Ceratovacuna lanigera (Zehnt) Induces Biochemical Changes in Sugarcane
The wooly aphid Ceratovacuna lanigera (Zehnt) is one of the
dreaded pests of sugarcane. The present investigation deals with the biochemical
changes occurring during sugarcane wooly aphid infestation. At low infestation
level chlorophyll a, b and total chlorophyll was reduced to 23, 08 and
18%, respectively as compare to healthy plant. At high infestation, level
of chlorophyll a, b and total chlorophyll was further reduced to 40, 30
and 37%, respectively. On the contrary level of polyphenol was increased
with the level of infestation and about 41% increase was observed at high
infestation level. The juice quality analysis had shown that pest infestation
also affect juice quality considerably.
Sugarcane is an important cash crop of India (Ganeshaiah et al.,
2003; Anonymous, 2003). Economy of the numbers of farmer families, especially
in the Maharashtra and Utter Pradesh states of India depend on the sugarcane
cultivation (Ganeshaiah et al., 2003). Sugarcane yield is affected
by a variety of borer and sucking pests (Maizawan et al., 1995).
Sugarcane Wooly Aphid (SWA) (Ceratovacuna lanigera Z.) is a sucking
pest, generally colonizes at the lower surface of leaves and absorbs sap
by damaging leaf tissues (Joshi and Viraktamath, 2004). It was reported
to affect most of the popular varieties of sugarcane like Co 86032, Co419,
Co8014, Co8011 and Co7527 etc. (Joshi and Viraktamath, 2004; Phukan et
al., 1988). Excretion products of SWA mainly sugars accumulate on
the leaf surface further complicating physiology of plant by supporting
the growth of sooty mould fungus (Ghosh, 1988). At present, chemical pesticide
is the most preferred option available for the control of insect pests
(Anonymous, 2003). Although much appreciated due to their efficacy, chemical
pesticide becoming less popular among the farmer community because of
the associated environmental and health hazards as well as emergence of
pesticide resistance among the pests.
Plants defend themselves against various insect pests, microbes (Knogge,
1996) and herbivores (Agrawal, 1998) attack through passive or pre-existing
mechanism like structural barriers (waxy cuticle) (Agrawal, 1998; Jackson
and Taylor, 1996; Osborne, 1996). Plant also exhibits induced cellular
defense system to protect tissues (Baker et al., 1997; Alfano and
Collmer, 1996). The induced defense system is also known as active defense
system (Baker et al., 1997; Alfano and Collmer, 1996). Plants are
known to synthesize a variety of compounds with diverse structures, commonly
called as secondary metabolites (Baker et al., 1997). Majority
of these secondary metabolites are produced in response to various insect
pests and microbial attack (Baker et al., 1997; Alfano and Collmer,
1996; Osborne, 1996). A good numbers of identified secondary metabolites
are belonging to the polyphenol group of
compounds (Keen, 1992; Maleck and Dietrich, 1999; Mauricio et al.,
1997). The level of phenolic compounds is correlated with pest or microbial
resistance of plants. Plants with higher levels of phenolics are more
resistant to insect pest, herbivores and microbial attack (Osborne, 1996).

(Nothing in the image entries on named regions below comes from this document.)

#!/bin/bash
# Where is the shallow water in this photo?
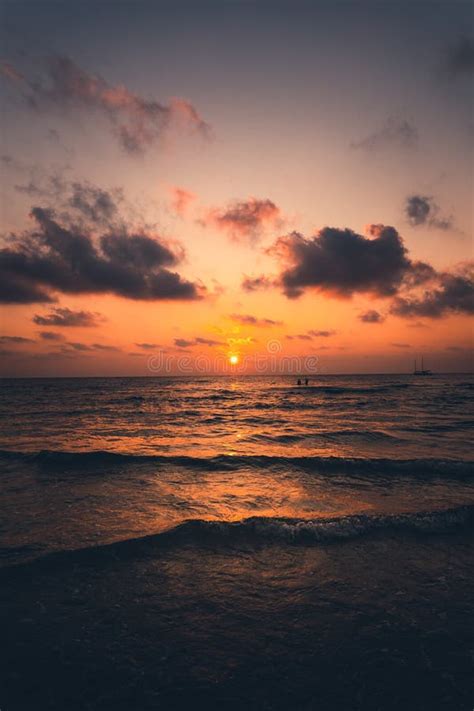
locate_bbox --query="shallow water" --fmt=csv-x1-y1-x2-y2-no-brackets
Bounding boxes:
0,376,474,711
0,375,474,563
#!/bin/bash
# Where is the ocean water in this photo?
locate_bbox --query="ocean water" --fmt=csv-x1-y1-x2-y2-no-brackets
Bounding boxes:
0,375,474,562
0,375,474,711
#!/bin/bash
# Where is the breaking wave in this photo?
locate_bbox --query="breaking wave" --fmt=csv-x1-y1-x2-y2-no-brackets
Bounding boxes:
0,450,474,478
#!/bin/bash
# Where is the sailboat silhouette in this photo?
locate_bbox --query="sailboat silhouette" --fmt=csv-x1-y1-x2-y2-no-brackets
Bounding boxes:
413,356,433,375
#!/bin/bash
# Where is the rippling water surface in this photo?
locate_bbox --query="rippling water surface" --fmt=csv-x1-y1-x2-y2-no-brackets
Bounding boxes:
0,375,474,561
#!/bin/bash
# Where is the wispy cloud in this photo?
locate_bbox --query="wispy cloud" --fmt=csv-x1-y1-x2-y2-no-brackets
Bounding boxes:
358,309,385,323
1,55,209,153
229,314,283,328
351,117,418,153
33,307,104,328
201,197,282,242
405,194,454,230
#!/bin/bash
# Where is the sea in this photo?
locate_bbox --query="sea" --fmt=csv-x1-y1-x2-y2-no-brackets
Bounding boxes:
0,374,474,711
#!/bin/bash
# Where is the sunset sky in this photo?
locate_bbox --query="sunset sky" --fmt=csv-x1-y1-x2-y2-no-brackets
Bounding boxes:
0,0,474,376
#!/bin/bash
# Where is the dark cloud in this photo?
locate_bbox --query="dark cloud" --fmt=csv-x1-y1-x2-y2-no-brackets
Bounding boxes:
68,182,120,223
92,343,120,353
229,314,283,328
40,331,64,341
405,195,453,230
351,117,418,153
33,307,103,327
359,309,385,323
0,207,202,303
135,343,160,351
269,225,413,298
446,35,474,76
174,336,225,348
174,338,196,348
1,56,209,153
0,336,34,343
285,329,336,341
308,329,336,338
67,341,92,351
390,264,474,318
242,275,275,292
202,197,281,241
65,341,120,353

Present study aimed at investigating the effect of Ceratovacuna lanigera
attack on photosynthetic activity and defense. In present study we have
made an attempt to identify the biochemical mechanism that leads to the
reduction in yield and quality by sugarcane wooly aphid infestation.
MATERIALS AND METHODS
Collection of Plant Material: Plant material of sugarcane (healthy and infested) of variety Co
8014 used in this study was collected in the month of January 2007 from
the Khadamba village of Ahmednagar district (MS), India. Depending on
the level of infestation plants were categorized into four groups as follows
||Different groups of plant material of sugarcane used
in the study
||High infestation (4-5 green opened leaves fully covered by pest).
||Moderate infestation (about 50% area of 1-2 green opened leaves
covered by pest).
||Low infestation (about 10% area of 1-2 green opened leaves covered
||Healthy sugarcane (No infestation on any leaf).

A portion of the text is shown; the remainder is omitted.